CCEA approves PGCIL follow-on public offer
Providing a significant impetus to the government’s disinvestment programme to raise Rs.40,000 crore in this fiscal (2013-14), Cabinet Committee on Economic Affairs (CCEA) gave its approval for the Follow-on Public Offer (FPO) of Power Grid Corporation of India Limited (PGCIL) to raise about Rs.7,500 crore.
PGCIL will issue its 17% stake through FPO. This includes 13% fresh equity and 4% stake sale by the government. The government will sell 18.51 crore shares in the public sector company.
The company will issue fresh 60.18 crore shares through the offer.

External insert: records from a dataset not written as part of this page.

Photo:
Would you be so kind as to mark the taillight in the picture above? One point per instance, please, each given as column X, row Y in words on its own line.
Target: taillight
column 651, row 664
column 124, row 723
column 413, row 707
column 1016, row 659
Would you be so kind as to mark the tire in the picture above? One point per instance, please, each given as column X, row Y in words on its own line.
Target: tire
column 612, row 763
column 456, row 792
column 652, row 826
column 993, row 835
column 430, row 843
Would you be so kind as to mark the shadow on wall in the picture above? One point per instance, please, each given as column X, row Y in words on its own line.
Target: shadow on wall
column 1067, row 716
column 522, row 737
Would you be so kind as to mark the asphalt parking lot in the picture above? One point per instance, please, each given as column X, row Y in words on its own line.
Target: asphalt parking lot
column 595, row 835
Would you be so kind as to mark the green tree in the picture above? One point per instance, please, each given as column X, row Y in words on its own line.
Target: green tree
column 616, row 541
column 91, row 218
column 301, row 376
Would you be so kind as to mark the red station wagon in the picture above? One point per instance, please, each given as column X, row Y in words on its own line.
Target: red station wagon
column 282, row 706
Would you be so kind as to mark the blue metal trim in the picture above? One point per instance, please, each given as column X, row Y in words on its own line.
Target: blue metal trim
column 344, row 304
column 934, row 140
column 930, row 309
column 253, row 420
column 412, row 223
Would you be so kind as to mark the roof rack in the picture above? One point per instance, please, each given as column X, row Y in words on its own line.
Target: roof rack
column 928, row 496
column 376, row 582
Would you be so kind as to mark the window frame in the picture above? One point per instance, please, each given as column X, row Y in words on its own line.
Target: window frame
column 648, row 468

At current market valuations, the FPO is likely to raise close to Rs.7,500 crore. After FPO, the government shareholding in the company will reduce to 57.89% from 69.42%. The company may fetch close to Rs.5,700 crore while the government will get an estimated Rs.1,700 crore.
What is Follow-on Public Offer (FPO)?
It is an issuing of shares to investors by a public company that is already listed on an exchange. An FPO is essentially a stock issue of supplementary shares made by a company that is already publicly listed and has gone through the IPO process.

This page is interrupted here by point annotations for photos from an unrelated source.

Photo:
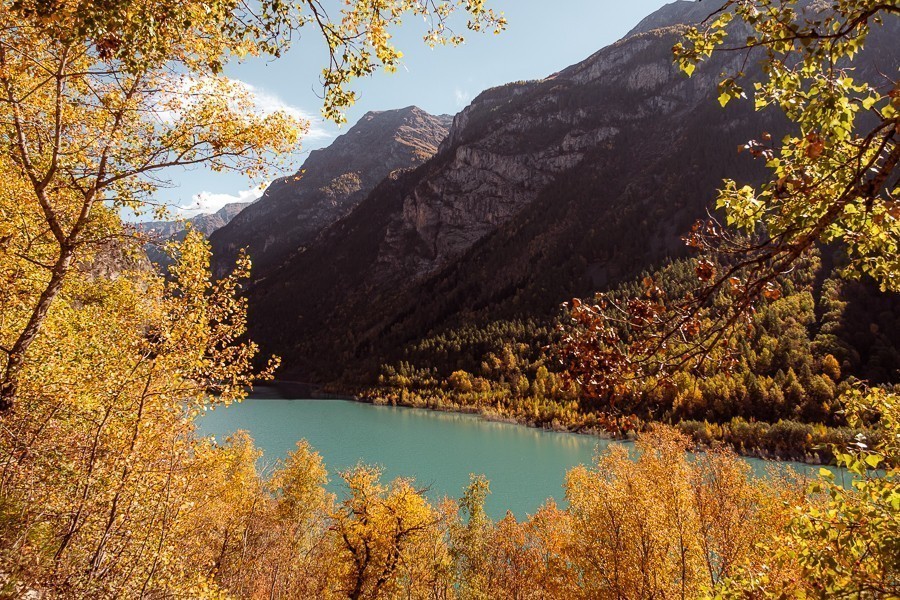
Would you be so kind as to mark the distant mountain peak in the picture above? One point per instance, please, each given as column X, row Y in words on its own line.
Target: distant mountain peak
column 680, row 12
column 330, row 183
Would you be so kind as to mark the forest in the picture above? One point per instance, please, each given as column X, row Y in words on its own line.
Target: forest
column 771, row 335
column 781, row 399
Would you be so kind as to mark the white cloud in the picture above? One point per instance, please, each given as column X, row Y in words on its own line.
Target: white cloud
column 462, row 97
column 210, row 202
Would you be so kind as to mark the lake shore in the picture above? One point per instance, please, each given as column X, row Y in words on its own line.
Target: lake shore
column 782, row 441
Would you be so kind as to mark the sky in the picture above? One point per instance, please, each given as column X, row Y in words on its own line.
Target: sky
column 541, row 38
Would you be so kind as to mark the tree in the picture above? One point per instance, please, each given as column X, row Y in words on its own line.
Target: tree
column 833, row 181
column 98, row 99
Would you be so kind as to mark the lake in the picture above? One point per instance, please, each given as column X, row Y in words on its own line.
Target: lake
column 526, row 466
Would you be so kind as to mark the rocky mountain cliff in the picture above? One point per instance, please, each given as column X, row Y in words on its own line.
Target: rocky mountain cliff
column 205, row 224
column 331, row 182
column 164, row 231
column 542, row 190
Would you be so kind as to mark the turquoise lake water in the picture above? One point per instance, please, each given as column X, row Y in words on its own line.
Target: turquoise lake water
column 526, row 466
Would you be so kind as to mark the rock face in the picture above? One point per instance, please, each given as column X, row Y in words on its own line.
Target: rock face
column 541, row 190
column 331, row 182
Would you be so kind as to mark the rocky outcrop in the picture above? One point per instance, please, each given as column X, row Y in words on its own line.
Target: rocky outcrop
column 542, row 190
column 205, row 224
column 160, row 232
column 331, row 182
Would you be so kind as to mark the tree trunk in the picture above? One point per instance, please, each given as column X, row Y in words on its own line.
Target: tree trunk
column 9, row 384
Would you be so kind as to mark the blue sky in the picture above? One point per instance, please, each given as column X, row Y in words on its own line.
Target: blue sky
column 542, row 38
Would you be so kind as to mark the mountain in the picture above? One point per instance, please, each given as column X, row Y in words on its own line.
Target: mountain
column 541, row 191
column 163, row 231
column 205, row 224
column 331, row 182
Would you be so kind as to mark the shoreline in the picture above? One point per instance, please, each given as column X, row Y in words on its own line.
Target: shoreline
column 297, row 390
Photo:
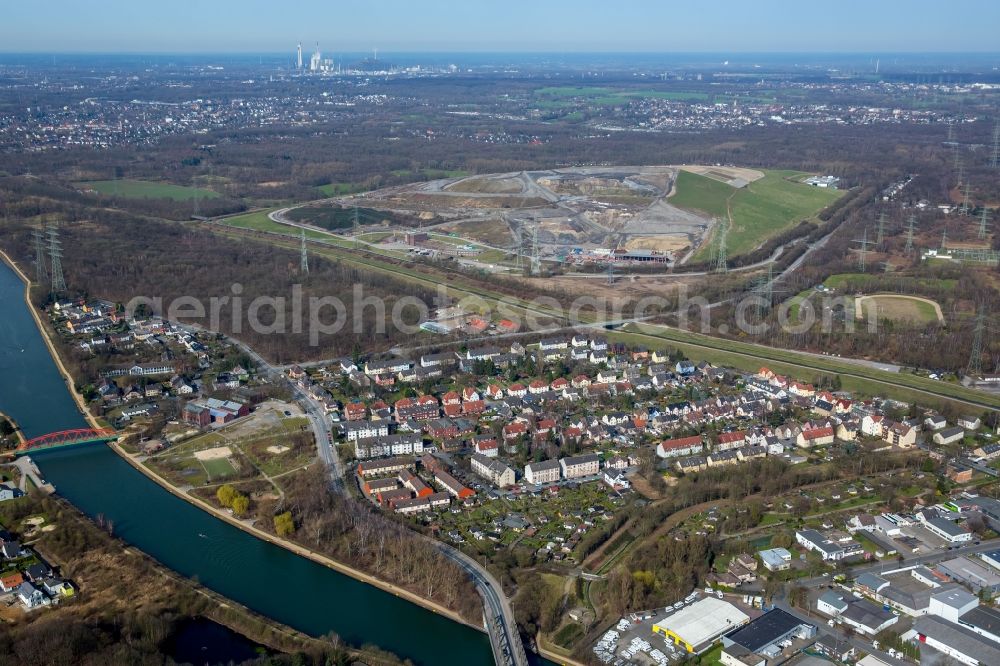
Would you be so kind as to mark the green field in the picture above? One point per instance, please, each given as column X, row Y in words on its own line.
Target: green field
column 556, row 97
column 337, row 189
column 220, row 468
column 857, row 281
column 141, row 189
column 760, row 210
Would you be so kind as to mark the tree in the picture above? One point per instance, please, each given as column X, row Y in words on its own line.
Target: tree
column 284, row 525
column 226, row 494
column 241, row 503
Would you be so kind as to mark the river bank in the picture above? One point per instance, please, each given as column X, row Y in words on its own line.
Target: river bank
column 46, row 336
column 290, row 546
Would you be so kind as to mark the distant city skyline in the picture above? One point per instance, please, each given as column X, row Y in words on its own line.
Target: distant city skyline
column 257, row 26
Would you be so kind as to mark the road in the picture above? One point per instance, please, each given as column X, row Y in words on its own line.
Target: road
column 930, row 558
column 321, row 426
column 504, row 636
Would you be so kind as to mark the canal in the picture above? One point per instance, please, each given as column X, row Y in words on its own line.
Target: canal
column 264, row 577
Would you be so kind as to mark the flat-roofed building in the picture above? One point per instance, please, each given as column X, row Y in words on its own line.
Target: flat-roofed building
column 952, row 640
column 547, row 471
column 762, row 635
column 696, row 627
column 574, row 467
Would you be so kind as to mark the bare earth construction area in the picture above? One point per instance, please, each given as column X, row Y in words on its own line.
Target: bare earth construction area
column 574, row 216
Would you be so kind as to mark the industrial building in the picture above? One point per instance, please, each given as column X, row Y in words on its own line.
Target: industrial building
column 762, row 636
column 696, row 627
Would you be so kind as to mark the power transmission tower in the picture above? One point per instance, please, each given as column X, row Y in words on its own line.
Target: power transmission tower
column 357, row 240
column 536, row 263
column 721, row 260
column 975, row 366
column 41, row 274
column 304, row 259
column 910, row 225
column 863, row 251
column 55, row 258
column 995, row 160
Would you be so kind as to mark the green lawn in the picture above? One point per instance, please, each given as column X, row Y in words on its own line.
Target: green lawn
column 855, row 281
column 141, row 189
column 337, row 189
column 220, row 468
column 760, row 210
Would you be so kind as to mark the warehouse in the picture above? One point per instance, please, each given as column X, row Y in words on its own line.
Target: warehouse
column 763, row 634
column 697, row 626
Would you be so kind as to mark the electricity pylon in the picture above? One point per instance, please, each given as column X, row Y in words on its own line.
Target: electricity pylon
column 55, row 259
column 910, row 225
column 41, row 274
column 863, row 251
column 975, row 366
column 304, row 258
column 721, row 259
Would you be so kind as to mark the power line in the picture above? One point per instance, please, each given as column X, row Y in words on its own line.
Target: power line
column 55, row 257
column 975, row 366
column 965, row 201
column 721, row 259
column 41, row 274
column 995, row 160
column 863, row 251
column 910, row 225
column 304, row 259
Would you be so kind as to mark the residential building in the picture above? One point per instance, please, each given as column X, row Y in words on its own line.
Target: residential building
column 575, row 467
column 547, row 471
column 493, row 470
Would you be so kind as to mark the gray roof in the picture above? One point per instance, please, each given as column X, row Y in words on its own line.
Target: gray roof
column 986, row 618
column 958, row 638
column 871, row 581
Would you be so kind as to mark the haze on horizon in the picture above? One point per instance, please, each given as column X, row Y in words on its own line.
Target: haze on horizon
column 259, row 26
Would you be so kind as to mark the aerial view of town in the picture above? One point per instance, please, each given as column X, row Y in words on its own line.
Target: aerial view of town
column 431, row 334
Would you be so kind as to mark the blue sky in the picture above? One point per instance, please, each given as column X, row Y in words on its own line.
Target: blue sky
column 217, row 26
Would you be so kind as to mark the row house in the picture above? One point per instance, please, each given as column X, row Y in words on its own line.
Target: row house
column 493, row 470
column 575, row 467
column 547, row 471
column 418, row 409
column 390, row 445
column 383, row 466
column 355, row 430
column 452, row 485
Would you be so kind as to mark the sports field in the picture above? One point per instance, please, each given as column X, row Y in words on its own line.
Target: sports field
column 759, row 211
column 900, row 308
column 143, row 189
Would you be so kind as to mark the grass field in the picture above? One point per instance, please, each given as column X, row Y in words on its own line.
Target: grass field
column 141, row 189
column 220, row 468
column 854, row 377
column 337, row 189
column 903, row 308
column 760, row 210
column 856, row 281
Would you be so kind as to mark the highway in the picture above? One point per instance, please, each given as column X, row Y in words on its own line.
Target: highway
column 499, row 616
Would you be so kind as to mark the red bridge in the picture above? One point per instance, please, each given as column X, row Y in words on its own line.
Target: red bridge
column 58, row 440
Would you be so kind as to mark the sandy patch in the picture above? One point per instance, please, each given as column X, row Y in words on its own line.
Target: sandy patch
column 214, row 454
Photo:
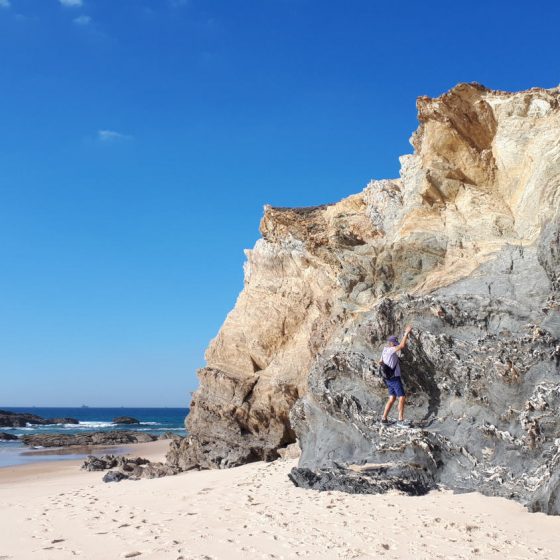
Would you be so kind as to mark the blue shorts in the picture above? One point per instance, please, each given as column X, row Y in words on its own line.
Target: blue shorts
column 395, row 387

How FPO is different from IPO?
FPOs should not be confused with IPOs, as IPOs are the Initial Public Offering of equity to the public while FPOs are supplemantary issues made after a company has been established on an exchange.
Types of FPOs:
It can be of two types or mixture of the two:
- Dilutive FPO
How FPO is different from Secondary Offering?
A secondary offering is an offering of securities by a shareholder of the company (as opposed to the company itself, which is a primary offering). A follow on offering is preceded by release of prospectus similar to IPO: Follow-on Public Offer (FPO).
A secondary market offering is a registered offering of a large block of a security that has been previously issued to the public. The blocks being offered may have been held by large investors or institutions, and proceeds of the sale go to those holders, not the issuing company. A secondary offering is not dilutive to existing shareholders since no new shares are created. The proceeds from the sale of the securities do not benefit the issuing company in any way.